Audits of software licenses and assets are becoming increasingly common. Indeed, for software vendors facing declining sales of new products, audits of enterprise clients are emerging as a major revenue stream, sometimes generating millions in fines.
A wide range of events can trigger a software audit. Involvement in a merger, acquisition or divestiture is a common red flag vendors use to launch a review. Geographies and legal jurisdictions are redrawn, new users are absorbed or released, as are new software agreements and licenses. The resulting disruption and confusion frequently leads to violations of licensing terms. While some contracts contain specific language with regard to M&A activities and their repercussions, most are not very friendly or forgiving to compliance violations. And while enterprises devote significant resources to integrating people, processes and products during a merger, software licenses and compliance are often ignored.
Other common triggers include deployment of cloud or virtualization initiatives, organizational growth that isn't accompanied by additional license purchases and attrition of in-house licensing expertise. And, in some high-profile cases, audits have been initiated by disgruntled employees who blow the whistle to industry groups such as the Business Software Alliance.
Audits are likely to reveal significant licensing violations, which result from a variety of factors. Many enterprises lack the necessary tools and asset management governance structure, as well as the staff with the necessary skills. This lack of oversight invites sloppiness or downright fraud among users. Sourcing, procurement and asset management functions typically work in silos and rarely communicate, resulting in licensing disconnects. Ironically, highly secure environments such as government defense contractors can be vulnerable, as security requirements preclude licensing transparency. And, the independent "idea labs" that are becoming popular in many enterprises are likely to employ free spirits who don't feel bound by details surrounding licensing agreements.
To further complicate matters, IT asset contracts are exceedingly complicated and obtuse. Terms regarding who is or isn't authorized to use a product under a given license are vague and confusing, and when unauthorized copies of software are unwittingly shared and distributed, vendors take note. Another common tactic is to offer customers the opportunity to "sandbox" new test products, without specifying licensing terms and with the expectation that the product will end up deployed by users in violation of terms.
To further skew the playing field, software providers employ legions of attorneys specializing exclusively in understanding compliance terms, conducting audits and generating fines. The in-house or retained legal counsel of customers is, by contrast, often seriously overmatched.
The good news in all of this is that CIOs can take a number of steps to prepare for an audit and ensure compliance. In fact, rather than an exercise in stress and intimidation, an audit can actually be a positive experience that results in more favorable terms and a better relationship with suppliers.
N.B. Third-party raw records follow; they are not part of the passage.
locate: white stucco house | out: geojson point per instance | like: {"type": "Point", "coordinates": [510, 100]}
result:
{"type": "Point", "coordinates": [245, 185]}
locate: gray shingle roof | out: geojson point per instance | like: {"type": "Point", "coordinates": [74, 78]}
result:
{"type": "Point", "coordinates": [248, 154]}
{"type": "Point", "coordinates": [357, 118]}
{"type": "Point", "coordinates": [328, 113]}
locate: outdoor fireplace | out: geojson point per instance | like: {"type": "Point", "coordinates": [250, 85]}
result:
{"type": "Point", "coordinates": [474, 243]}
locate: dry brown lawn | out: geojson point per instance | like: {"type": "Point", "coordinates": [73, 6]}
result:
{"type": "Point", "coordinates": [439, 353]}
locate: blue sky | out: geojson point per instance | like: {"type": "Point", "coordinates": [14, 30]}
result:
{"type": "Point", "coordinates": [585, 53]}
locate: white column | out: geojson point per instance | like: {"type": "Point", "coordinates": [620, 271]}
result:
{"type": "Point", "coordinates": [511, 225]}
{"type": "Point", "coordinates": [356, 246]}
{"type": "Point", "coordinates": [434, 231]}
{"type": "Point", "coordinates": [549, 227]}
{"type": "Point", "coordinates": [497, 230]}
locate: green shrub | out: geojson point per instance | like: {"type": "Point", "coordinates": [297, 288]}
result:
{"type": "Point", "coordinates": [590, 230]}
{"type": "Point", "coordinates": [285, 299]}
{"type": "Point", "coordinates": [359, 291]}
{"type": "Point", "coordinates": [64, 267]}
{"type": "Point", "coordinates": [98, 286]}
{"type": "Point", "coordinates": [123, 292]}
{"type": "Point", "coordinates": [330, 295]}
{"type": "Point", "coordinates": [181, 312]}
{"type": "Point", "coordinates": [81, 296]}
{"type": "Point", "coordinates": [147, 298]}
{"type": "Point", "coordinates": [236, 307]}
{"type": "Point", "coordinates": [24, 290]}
First and foremost, be proactive. Because software compliance has traditionally been a low priority from a strategic perspective, the onus is on the CIO to define risk factors and potential vulnerabilities, and to develop a business case regarding the importance of compliance and the implications of contractual violations. Put simply, the CIO must educate the boardroom that software compliance matters.
An asset management and compliance initiative must aim to enhance internal governance and processes around software acquisition, licensing and usage. The initiative should be led by a dedicated function-either in-house or third-party-focused on instilling the requisite people, process and technology discipline. For example, educating all users on general guidelines isn't sufficient-admin rights should be limited to select users who've received special training on software licensing and distribution. This special training should instill awareness among the admin rights team of different categories of licenses as well as potential compliance traps. Procurement processes need to align with contract requirements to avoid back-channel acquisition of non-compliant software products.
Proactive preparation and effective asset management deliver a high-level understanding of the environment, as well as detailed data on assets, pricing and service levels. CIOs can leverage this knowledge to their advantage, regardless of whether or not they're subjected to an audit. Robust and granular transparency into products under license and in-use, as well as insight into costs, contract terms and options, can yield a variety of benefits. And, if and when an audit is launched, CIOs can respond with confidence to demonstrate compliance. In fact, we've seen instances where audits have revealed that software vendors were over-charging customers, resulting in significant refunds and better terms on renewals.
The bottom line is that enterprises face increasing odds of facing a software audit, and CIOs need to be aware of the stakes. Proactive preparation can help mitigate audit risks, improve enterprise management and enhance provider relationships.